Cuneo fiscale: il taglio dei contributi fa salire l'Irpef. La spiegazione e gli esempi

La riduzione dell’aliquota del 2 e del 3% previsto in legge di Bilancio determina un aumento della base imponibile e delle ritenute fiscali

Roma, 27 dicembre 2022 - La manovra ha confermato e rafforzato il taglio dei contributi introdotto dal governo Draghi. L’obiettivo è quello di ridurre il cuneo fiscale, ovvero la differenza tra il lordo pagato dall’azienda e il netto che finisce nella busta paga del lavoratore. Introdotta prima nella misura dello 0,8% e poi ampliata di un altro 1,2%, la decontribuzione per i lavori dipendenti ci sarà anche nel 2023. La novità introdotta dalla legge di bilancio è rappresentata dalla previsione di due fasce di reddito a cui corrispondono due aliquote diverse. Il taglio del 2% rimarrà per le retribuzioni mensili comprese tra i 1.923 euro e i 2.692 euro. Sotto la soglia dei 1.923 euro, invece, la percentuale sale al 3%. Lo stipendio mensile può venire aumentato a dicembre dalla tredicesima, o dalla sua quota mensile (rateo) qualora sia pagata ogni mese. Se si moltiplicano quindi i valori della retribuzione mensile per 13, si arriva alle somme annue di 25mila e 35mila euro.
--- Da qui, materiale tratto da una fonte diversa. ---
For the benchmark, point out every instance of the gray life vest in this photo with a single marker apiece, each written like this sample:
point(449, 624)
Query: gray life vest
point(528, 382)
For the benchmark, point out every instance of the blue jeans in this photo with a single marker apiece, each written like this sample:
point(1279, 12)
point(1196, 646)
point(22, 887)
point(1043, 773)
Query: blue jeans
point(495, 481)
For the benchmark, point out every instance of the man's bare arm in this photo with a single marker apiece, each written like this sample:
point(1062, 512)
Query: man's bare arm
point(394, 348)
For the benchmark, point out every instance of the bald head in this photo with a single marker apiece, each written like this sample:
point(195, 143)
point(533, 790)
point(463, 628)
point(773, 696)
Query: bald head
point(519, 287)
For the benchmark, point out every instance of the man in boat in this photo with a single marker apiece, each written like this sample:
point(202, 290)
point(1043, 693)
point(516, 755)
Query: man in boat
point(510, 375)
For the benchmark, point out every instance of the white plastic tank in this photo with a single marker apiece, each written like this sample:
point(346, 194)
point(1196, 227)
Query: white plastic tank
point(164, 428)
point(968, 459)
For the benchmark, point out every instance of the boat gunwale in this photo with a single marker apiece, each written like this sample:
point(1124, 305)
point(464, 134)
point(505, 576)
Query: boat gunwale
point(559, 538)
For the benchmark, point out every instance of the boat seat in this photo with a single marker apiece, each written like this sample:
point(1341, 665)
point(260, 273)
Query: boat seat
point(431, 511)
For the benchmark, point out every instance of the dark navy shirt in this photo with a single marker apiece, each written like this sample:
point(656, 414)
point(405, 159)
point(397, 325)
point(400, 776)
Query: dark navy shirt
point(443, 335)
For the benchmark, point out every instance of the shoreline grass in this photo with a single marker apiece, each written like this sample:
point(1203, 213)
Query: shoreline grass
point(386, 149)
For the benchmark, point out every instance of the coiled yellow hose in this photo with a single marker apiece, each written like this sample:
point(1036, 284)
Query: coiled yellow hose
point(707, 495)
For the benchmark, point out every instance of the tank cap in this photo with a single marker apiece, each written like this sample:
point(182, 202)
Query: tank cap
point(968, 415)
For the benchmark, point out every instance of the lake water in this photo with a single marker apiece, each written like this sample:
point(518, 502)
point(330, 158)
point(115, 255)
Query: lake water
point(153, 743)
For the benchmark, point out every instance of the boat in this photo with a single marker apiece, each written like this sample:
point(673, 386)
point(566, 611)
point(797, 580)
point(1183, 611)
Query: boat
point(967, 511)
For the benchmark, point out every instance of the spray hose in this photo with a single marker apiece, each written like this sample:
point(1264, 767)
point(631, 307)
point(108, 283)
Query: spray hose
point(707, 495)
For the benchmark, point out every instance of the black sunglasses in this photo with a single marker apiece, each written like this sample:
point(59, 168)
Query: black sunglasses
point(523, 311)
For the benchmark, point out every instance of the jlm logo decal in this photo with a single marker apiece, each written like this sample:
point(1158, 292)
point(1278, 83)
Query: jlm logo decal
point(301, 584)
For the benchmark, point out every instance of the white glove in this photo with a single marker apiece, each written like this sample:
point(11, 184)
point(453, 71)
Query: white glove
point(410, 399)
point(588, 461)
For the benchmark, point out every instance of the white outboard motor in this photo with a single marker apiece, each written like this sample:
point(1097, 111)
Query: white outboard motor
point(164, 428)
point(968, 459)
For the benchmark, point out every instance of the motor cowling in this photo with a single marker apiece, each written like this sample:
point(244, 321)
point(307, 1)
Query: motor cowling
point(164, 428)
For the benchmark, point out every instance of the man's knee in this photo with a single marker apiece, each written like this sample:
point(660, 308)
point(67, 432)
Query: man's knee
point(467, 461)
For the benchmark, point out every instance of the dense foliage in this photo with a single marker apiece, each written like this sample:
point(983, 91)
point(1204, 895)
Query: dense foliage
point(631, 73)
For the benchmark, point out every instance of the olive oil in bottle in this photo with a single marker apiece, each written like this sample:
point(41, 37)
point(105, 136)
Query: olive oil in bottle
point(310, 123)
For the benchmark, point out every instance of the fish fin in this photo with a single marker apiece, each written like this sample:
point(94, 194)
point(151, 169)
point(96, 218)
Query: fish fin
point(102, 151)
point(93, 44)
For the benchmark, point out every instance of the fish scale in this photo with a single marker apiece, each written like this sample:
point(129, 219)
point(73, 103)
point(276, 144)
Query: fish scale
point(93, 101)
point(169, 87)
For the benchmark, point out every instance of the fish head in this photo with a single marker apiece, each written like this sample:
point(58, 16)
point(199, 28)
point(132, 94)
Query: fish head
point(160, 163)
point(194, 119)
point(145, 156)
Dichiarazione dei redditi (foto Ravaglia)
Dichiarazione dei redditi (foto Ravaglia)

Attenzione, però: la base di calcolo non è l’imponibile fiscale ma quello previdenziale mensile. Si guarda quindi al singolo mese e non all’anno intero. Di conseguenza, non è possibile recuperare l’agevolazione a conguaglio nel caso in cui si sfori una delle due soglie (1.923 e 2.692). Ed è proprio la scelta di riferirsi alla retribuzione alla retribuzione imponibile previdenziale che rende la misura meno incisiva. Infatti, il taglio dei contributi, come spiega il Sole 24 Ore, abbassa anche gli oneri deducibili dallo stipendio lordo e quindi aumenta l’imponibile fiscale. In altre parole, la base di calcolo per l’Irpef risulta più alta perché viene incrementata dai minori contributi deducibili dal lordo. La conseguenza è che si pagherà un Irpef maggiore. Vediamo qualche esempio.

Per un dipendente con una retribuzione imponibile previdenziale pari a 2.335 euro, la decontribuzione del 2% vale 46,70 euro. Eppure, lo stesso lavoratore si ritrova con un netto in busta paga aumentato di soli 30,31 euro. Stesso discorso per quanto riguarda l’aliquota del 3%, prevista per chi guadagna meno di 1.923 euro. Anche in questo caso (stipendio 1.857 euro) il valore del taglio dei contributi si discosta dal beneficio netto: 55,71 euro a fronte di 36,15 euro. Il vantaggio di passare da uno sconto del 2%, come previsto nel 2022, a uno del 3% sui contributi per questo dipendente vale 18,57 euro al mese in più. In termini percentuali, nel primo esempio, relativo a chi supera la soglia dei 1.923 euro, il taglio del 2% si riduce all’1,70% netto, mentre nell’altro il 3% diventa 2,43%. Insomma, il taglio del cuneo fiscale è meno generoso di quanto sembri a prima vista. Per questo, nel caso in cui si volesse intervenire ulteriormente sulla differenza tra retribuzioni lorde e nette, si dovrebbe usare una metodologia diversa.